Wayne Rasmussen

No. 47
- Position: Safety

Personal information
- Born: June 7, 1942 (age 84) Chicago, Illinois, U.S.
- Listed height: 6 ft 2 in (1.88 m)
- Listed weight: 175 lb (79 kg)

Career information
- High school: Howard (Howard, South Dakota)
- College: South Dakota State
- NFL draft: 1964 (9th round, 117th overall pick)

Career history
- Detroit Lions (1964–1972);

Awards and highlights
- Second-team Little All-American (1963);

Career NFL statistics
- Interceptions: 16
- Fumble recoveries: 5
- Total touchdowns: 2
- Sacks: 1
- Stats at Pro Football Reference

= Wayne Rasmussen =

American football player (born 1942)

Wayne Rasmussen (born June 7, 1942) is an American former professional football player who was a safety for the Detroit Lions of the National Football League (NFL). After his football career, he spent many years as an executive for Citibank at their Sioux Falls, South Dakota location, and is now retired in the Sioux Falls area.

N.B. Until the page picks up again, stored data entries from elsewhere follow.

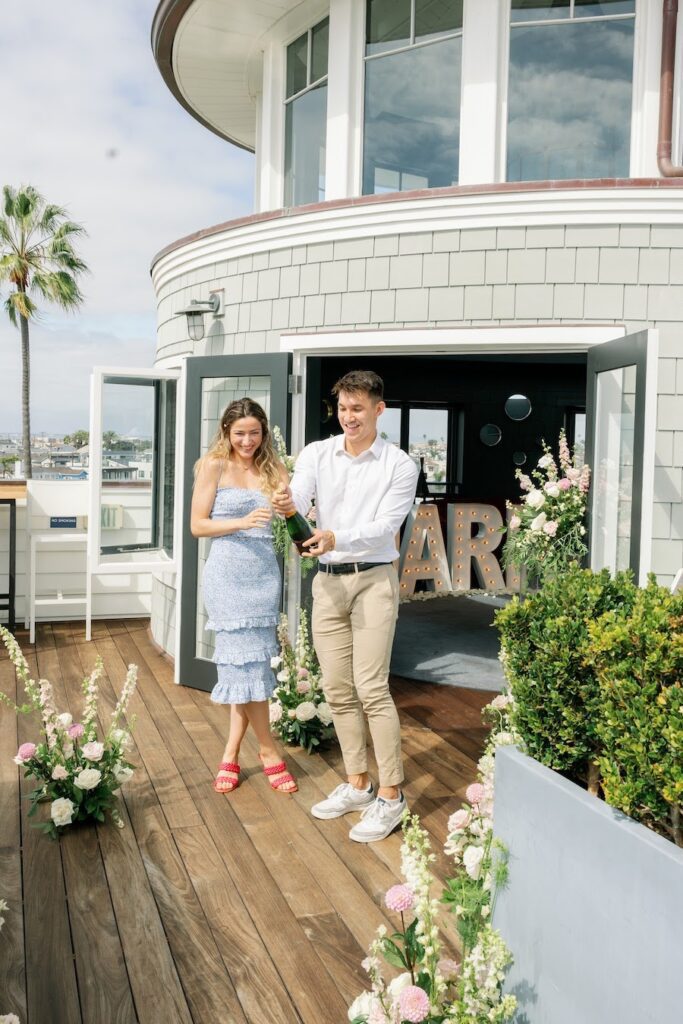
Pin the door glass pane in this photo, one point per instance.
(612, 473)
(305, 134)
(297, 64)
(434, 17)
(318, 50)
(217, 392)
(129, 482)
(388, 25)
(428, 433)
(569, 100)
(412, 118)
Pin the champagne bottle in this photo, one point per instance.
(299, 529)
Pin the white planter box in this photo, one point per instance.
(593, 911)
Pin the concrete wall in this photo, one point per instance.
(592, 912)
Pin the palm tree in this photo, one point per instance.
(37, 256)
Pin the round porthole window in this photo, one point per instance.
(491, 434)
(517, 407)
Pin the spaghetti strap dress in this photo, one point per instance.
(241, 586)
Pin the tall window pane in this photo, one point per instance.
(412, 118)
(569, 100)
(305, 129)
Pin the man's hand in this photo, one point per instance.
(282, 501)
(322, 542)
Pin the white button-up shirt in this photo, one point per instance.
(363, 499)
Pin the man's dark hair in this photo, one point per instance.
(360, 381)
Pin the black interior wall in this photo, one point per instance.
(555, 386)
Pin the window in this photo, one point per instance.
(305, 116)
(412, 97)
(569, 89)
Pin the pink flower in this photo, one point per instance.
(474, 794)
(399, 898)
(93, 752)
(414, 1004)
(459, 821)
(25, 753)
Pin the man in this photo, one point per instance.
(364, 488)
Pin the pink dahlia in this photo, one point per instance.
(414, 1005)
(399, 898)
(474, 793)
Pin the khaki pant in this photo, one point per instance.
(353, 623)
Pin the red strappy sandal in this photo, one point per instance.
(227, 784)
(280, 769)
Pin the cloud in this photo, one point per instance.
(90, 123)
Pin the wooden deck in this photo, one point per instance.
(204, 908)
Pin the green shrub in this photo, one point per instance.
(638, 662)
(544, 643)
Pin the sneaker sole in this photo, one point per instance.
(328, 815)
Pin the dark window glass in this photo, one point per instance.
(434, 17)
(537, 10)
(297, 62)
(569, 100)
(318, 50)
(305, 130)
(387, 25)
(412, 119)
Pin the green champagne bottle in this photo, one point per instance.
(299, 530)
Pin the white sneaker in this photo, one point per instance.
(342, 800)
(379, 820)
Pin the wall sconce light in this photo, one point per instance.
(195, 313)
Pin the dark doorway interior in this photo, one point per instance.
(456, 414)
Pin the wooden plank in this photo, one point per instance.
(12, 973)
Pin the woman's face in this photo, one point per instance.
(246, 436)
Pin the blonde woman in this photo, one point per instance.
(241, 584)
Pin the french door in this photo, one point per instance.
(211, 383)
(621, 426)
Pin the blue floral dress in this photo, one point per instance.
(241, 587)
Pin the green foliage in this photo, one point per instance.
(638, 662)
(545, 643)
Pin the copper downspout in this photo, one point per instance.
(669, 19)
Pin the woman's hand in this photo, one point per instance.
(257, 518)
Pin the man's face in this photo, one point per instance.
(357, 415)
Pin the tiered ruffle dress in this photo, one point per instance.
(241, 586)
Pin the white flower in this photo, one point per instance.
(275, 711)
(537, 523)
(325, 713)
(61, 811)
(305, 711)
(395, 987)
(88, 778)
(472, 860)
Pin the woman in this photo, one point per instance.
(241, 584)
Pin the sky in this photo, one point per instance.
(89, 122)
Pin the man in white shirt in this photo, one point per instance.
(364, 488)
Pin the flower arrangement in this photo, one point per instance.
(299, 713)
(78, 773)
(281, 538)
(432, 988)
(547, 532)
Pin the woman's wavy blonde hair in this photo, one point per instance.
(265, 460)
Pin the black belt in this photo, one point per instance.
(341, 568)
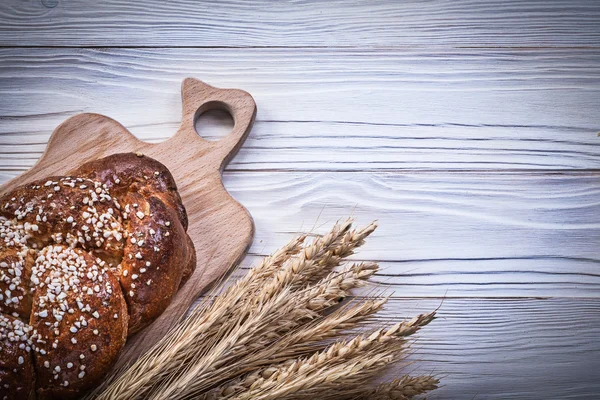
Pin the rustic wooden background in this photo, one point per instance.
(468, 128)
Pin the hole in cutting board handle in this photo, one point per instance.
(213, 122)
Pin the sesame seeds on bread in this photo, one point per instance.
(85, 260)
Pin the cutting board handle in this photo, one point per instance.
(199, 97)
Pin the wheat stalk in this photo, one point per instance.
(349, 363)
(402, 388)
(259, 331)
(287, 313)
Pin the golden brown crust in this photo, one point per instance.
(158, 253)
(17, 378)
(108, 240)
(80, 344)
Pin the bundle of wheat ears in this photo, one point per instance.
(281, 332)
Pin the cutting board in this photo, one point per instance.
(220, 227)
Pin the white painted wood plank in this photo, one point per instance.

Rasmussen graduated from Howard High School, located in Howard, South Dakota. Rasmussen played football, basketball and baseball at South Dakota State University. As point guard, he led South Dakota State to the NCAA Division II National Championship in 1963 and was named the tournament's Most Outstanding Player. Also, as a football player in college, he played wide receiver as well as defensive back.

He played as a defensive back for the Detroit Lions from 1964 to 1972.

He is an inductee of the South Dakota Hall of Fame and the South Dakota Sports Hall of Fame.